After the event ended, Ivanov said he had conversations with a few other members of Phi Kappa Psi about how they could “do [their] best to create a better culture here.” While they couldn’t “directly influence other fraternities,” he said that they hope to “set a better standard” by making their own events “more safe and more enjoyable for everyone,” and minimizing risks of harassment.
“The fact that I personally know some of the speakers that came up, who hadn’t planned on speaking, also showed me the reality of how devastating this issue is on campus and just ingrained in our society,’ Ivanov said. “That was really, really impactful for me. I’ve actually been thinking about it [the day after], all day.”

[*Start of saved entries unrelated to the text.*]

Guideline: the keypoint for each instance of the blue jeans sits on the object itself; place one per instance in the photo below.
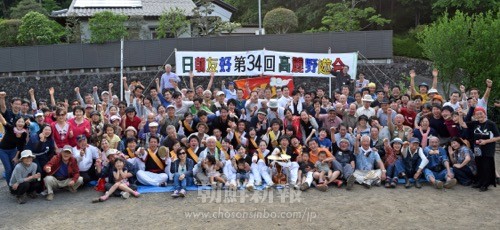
(464, 175)
(441, 175)
(400, 167)
(182, 184)
(6, 155)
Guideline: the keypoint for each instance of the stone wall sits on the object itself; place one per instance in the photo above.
(65, 83)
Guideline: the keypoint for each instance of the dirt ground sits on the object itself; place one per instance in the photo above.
(361, 208)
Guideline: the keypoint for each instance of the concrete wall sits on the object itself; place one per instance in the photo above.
(65, 83)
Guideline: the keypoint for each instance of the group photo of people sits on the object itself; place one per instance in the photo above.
(172, 134)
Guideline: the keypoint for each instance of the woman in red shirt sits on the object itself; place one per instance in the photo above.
(62, 131)
(79, 125)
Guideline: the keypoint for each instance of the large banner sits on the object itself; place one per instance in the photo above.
(263, 62)
(264, 82)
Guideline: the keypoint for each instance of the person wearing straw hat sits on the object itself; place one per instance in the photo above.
(62, 172)
(366, 109)
(423, 87)
(157, 164)
(25, 180)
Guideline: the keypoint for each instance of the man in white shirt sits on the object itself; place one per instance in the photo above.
(168, 79)
(366, 109)
(454, 100)
(285, 98)
(85, 154)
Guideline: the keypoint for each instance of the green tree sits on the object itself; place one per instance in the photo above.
(203, 23)
(464, 48)
(466, 6)
(345, 16)
(173, 23)
(26, 6)
(73, 29)
(107, 27)
(134, 27)
(229, 27)
(8, 32)
(50, 5)
(280, 21)
(38, 29)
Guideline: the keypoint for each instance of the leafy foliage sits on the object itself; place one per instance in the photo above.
(229, 27)
(38, 29)
(280, 21)
(464, 48)
(107, 27)
(172, 22)
(202, 22)
(134, 28)
(26, 6)
(73, 30)
(50, 5)
(8, 32)
(345, 16)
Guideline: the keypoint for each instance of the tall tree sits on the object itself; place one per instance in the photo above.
(38, 29)
(26, 6)
(464, 48)
(107, 27)
(8, 32)
(202, 21)
(280, 21)
(173, 23)
(346, 16)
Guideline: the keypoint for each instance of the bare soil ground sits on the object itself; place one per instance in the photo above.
(375, 208)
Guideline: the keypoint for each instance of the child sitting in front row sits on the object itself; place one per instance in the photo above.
(121, 176)
(305, 166)
(211, 170)
(242, 172)
(324, 169)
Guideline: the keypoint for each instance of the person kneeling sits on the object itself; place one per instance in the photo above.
(365, 173)
(62, 172)
(25, 180)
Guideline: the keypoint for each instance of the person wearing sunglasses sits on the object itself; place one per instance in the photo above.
(182, 168)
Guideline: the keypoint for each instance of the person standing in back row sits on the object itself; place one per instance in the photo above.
(168, 80)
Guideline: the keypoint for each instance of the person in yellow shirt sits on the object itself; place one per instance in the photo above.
(423, 87)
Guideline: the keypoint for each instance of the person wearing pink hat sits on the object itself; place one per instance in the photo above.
(484, 135)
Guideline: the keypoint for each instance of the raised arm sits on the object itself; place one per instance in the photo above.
(435, 73)
(52, 98)
(191, 84)
(412, 83)
(487, 92)
(110, 90)
(79, 96)
(125, 84)
(95, 95)
(34, 106)
(2, 120)
(212, 75)
(3, 106)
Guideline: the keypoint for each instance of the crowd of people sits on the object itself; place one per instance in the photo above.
(365, 133)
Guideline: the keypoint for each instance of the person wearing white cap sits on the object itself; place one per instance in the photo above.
(366, 158)
(220, 101)
(285, 98)
(25, 180)
(153, 132)
(39, 121)
(157, 164)
(85, 155)
(62, 172)
(366, 109)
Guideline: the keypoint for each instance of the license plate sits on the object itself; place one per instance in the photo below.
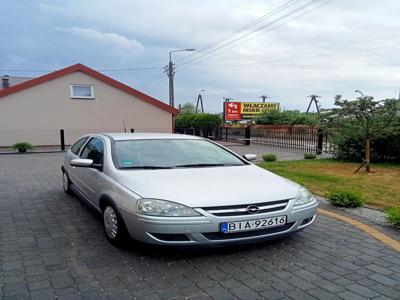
(228, 227)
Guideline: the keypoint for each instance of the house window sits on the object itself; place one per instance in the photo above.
(82, 91)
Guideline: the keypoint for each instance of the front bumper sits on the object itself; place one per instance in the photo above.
(205, 230)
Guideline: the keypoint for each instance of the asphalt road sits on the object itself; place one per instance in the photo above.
(53, 246)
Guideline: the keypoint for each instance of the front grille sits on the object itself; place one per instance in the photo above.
(170, 237)
(214, 236)
(240, 210)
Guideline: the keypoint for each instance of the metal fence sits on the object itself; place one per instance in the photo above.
(295, 138)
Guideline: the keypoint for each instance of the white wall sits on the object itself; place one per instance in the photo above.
(37, 114)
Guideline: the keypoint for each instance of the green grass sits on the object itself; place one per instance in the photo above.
(380, 188)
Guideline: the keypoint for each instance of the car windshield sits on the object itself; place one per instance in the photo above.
(171, 153)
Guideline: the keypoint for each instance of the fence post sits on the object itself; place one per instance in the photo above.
(320, 141)
(247, 135)
(62, 139)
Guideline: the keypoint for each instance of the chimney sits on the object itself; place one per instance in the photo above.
(6, 81)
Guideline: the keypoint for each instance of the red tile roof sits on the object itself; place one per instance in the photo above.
(92, 73)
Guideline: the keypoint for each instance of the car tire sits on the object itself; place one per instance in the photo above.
(114, 227)
(66, 183)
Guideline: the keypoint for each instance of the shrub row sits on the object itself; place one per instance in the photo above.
(198, 121)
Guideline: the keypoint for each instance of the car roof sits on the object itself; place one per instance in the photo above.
(147, 136)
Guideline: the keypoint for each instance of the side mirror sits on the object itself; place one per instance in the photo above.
(250, 157)
(80, 162)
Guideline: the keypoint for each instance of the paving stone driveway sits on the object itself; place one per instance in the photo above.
(52, 246)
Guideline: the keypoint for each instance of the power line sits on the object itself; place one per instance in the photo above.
(260, 29)
(259, 63)
(241, 29)
(299, 50)
(100, 70)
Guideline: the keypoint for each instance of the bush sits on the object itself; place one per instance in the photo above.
(269, 157)
(393, 216)
(22, 146)
(344, 198)
(287, 117)
(309, 155)
(198, 121)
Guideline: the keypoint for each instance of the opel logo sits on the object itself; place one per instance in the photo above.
(253, 209)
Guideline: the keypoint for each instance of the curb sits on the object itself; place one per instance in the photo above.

Some participants of the night’s events said that they felt TBTN brought necessary attention to discussions about sexual assault on campus.
“Part of the biggest, or definitely the biggest roadblock that we have is actually having that conversation,” Swamy said. “Many people are afraid to talk about sexual assault, just because of how taboo it might be, and kind of the gray areas surrounding it. But, I think that if people are starting to open up to conversations, It’s much better for the culture.”
DeConcini said that one time, as part of another art project to hang survivors’ quotes around the Oval, an older woman approached her and told her that the stories were the same as when she was in college.
“She was like, ‘It’s a shame. It’s great that you’re doing this but it’s a shame that we haven’t gotten to the place where you can’t be focusing on other stuff because [this is] still such an issue,’” DeConcini said.
DeConcini said she hoped that TBTN would help people “gain confidence in talking about [sexual assault].”
“There’s so many taboos, nobody wants to say something dumb, or triggering, or whatever it is,” DeConcini said. “But the more we feed into those taboos, the worse we get, the more we decline and the more likely the next generation is going to be doing the same stuff.”